Hempel’s paradox works as follows: We notice first that the hypothesis 1) All Ravens are Black, is logically equivalent to 2) all non-black things are not ravens. Since these two things are logically equivalent (i.e., 1 if and only if 2), then any observation which raises the probability of 2 raises the probability of 1. If I observe a pink shoe, for example, I observe that a non-black thing is not a raven, which increases the probability of 2, and therefore of 1. Therefore, every observation of a non-black non-raven increases the probability that all ravens are black.
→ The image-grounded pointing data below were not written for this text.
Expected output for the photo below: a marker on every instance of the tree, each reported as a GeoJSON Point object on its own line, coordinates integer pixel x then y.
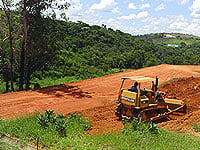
{"type": "Point", "coordinates": [6, 5]}
{"type": "Point", "coordinates": [31, 9]}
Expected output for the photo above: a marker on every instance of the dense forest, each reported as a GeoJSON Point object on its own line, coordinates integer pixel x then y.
{"type": "Point", "coordinates": [36, 46]}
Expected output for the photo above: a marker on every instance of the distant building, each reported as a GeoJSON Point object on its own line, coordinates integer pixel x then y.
{"type": "Point", "coordinates": [173, 45]}
{"type": "Point", "coordinates": [169, 36]}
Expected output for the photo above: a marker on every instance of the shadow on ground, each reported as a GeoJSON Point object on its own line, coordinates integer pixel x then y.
{"type": "Point", "coordinates": [63, 89]}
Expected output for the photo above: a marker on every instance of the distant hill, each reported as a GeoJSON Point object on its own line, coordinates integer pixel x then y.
{"type": "Point", "coordinates": [170, 38]}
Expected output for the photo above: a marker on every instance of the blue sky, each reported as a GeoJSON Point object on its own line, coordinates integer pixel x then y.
{"type": "Point", "coordinates": [139, 16]}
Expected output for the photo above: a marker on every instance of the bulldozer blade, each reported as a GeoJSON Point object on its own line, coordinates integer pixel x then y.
{"type": "Point", "coordinates": [176, 105]}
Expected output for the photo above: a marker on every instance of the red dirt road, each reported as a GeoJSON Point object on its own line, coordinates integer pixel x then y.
{"type": "Point", "coordinates": [94, 98]}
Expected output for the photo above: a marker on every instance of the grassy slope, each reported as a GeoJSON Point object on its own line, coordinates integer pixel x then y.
{"type": "Point", "coordinates": [28, 129]}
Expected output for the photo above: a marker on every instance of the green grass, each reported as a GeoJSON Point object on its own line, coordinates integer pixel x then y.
{"type": "Point", "coordinates": [28, 129]}
{"type": "Point", "coordinates": [197, 127]}
{"type": "Point", "coordinates": [7, 146]}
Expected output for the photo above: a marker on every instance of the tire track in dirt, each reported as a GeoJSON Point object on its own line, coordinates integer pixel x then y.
{"type": "Point", "coordinates": [86, 95]}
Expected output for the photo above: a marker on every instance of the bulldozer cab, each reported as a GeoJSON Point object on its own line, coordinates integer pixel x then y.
{"type": "Point", "coordinates": [139, 99]}
{"type": "Point", "coordinates": [145, 104]}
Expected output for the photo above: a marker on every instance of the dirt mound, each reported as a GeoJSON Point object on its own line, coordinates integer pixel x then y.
{"type": "Point", "coordinates": [93, 97]}
{"type": "Point", "coordinates": [187, 90]}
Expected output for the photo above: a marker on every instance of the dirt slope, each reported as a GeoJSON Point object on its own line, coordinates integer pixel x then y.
{"type": "Point", "coordinates": [87, 96]}
{"type": "Point", "coordinates": [187, 90]}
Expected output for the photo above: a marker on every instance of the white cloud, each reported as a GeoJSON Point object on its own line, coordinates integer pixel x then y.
{"type": "Point", "coordinates": [195, 8]}
{"type": "Point", "coordinates": [147, 5]}
{"type": "Point", "coordinates": [183, 2]}
{"type": "Point", "coordinates": [140, 15]}
{"type": "Point", "coordinates": [160, 7]}
{"type": "Point", "coordinates": [143, 14]}
{"type": "Point", "coordinates": [75, 8]}
{"type": "Point", "coordinates": [104, 5]}
{"type": "Point", "coordinates": [116, 10]}
{"type": "Point", "coordinates": [131, 6]}
{"type": "Point", "coordinates": [129, 17]}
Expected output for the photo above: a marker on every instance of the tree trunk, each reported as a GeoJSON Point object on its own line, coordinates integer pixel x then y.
{"type": "Point", "coordinates": [28, 76]}
{"type": "Point", "coordinates": [11, 53]}
{"type": "Point", "coordinates": [23, 51]}
{"type": "Point", "coordinates": [4, 70]}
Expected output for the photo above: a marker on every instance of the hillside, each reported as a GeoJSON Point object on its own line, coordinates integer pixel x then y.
{"type": "Point", "coordinates": [94, 98]}
{"type": "Point", "coordinates": [170, 38]}
{"type": "Point", "coordinates": [84, 51]}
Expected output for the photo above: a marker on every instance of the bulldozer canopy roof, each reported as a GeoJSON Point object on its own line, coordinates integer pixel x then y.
{"type": "Point", "coordinates": [140, 78]}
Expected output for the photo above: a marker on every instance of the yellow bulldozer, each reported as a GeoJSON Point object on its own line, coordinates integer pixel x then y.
{"type": "Point", "coordinates": [146, 104]}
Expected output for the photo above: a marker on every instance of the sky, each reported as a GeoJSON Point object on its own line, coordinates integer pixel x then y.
{"type": "Point", "coordinates": [139, 16]}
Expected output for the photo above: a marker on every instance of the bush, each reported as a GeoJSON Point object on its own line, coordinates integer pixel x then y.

It’s a cool paradox, and most thinkers like Hempel and Carnap [Edit: I should have said Maher, not Carnap; Maher gives a ‘Carnapian’ response, but Carnap doesn’t] just bite the bullet, while arguing that it doesn’t increase the probability very much.

Here’s another interesting point about this paradox that I hadn’t realized until a friend shared it with me today. It is possible not only for the observation of a pink shoe to increase the probability than all ravens are black, but also, even more paradoxically, for the observation of a black raven to decrease the probability that all ravens are black. Consider the following auxiliary assumption: a) either not all ravens are black and there are lots of ravens, or all ravens are black and there are very few ravens. Given such an auxiliary assumption, observing more black ravens decreases the probability that all ravens are black.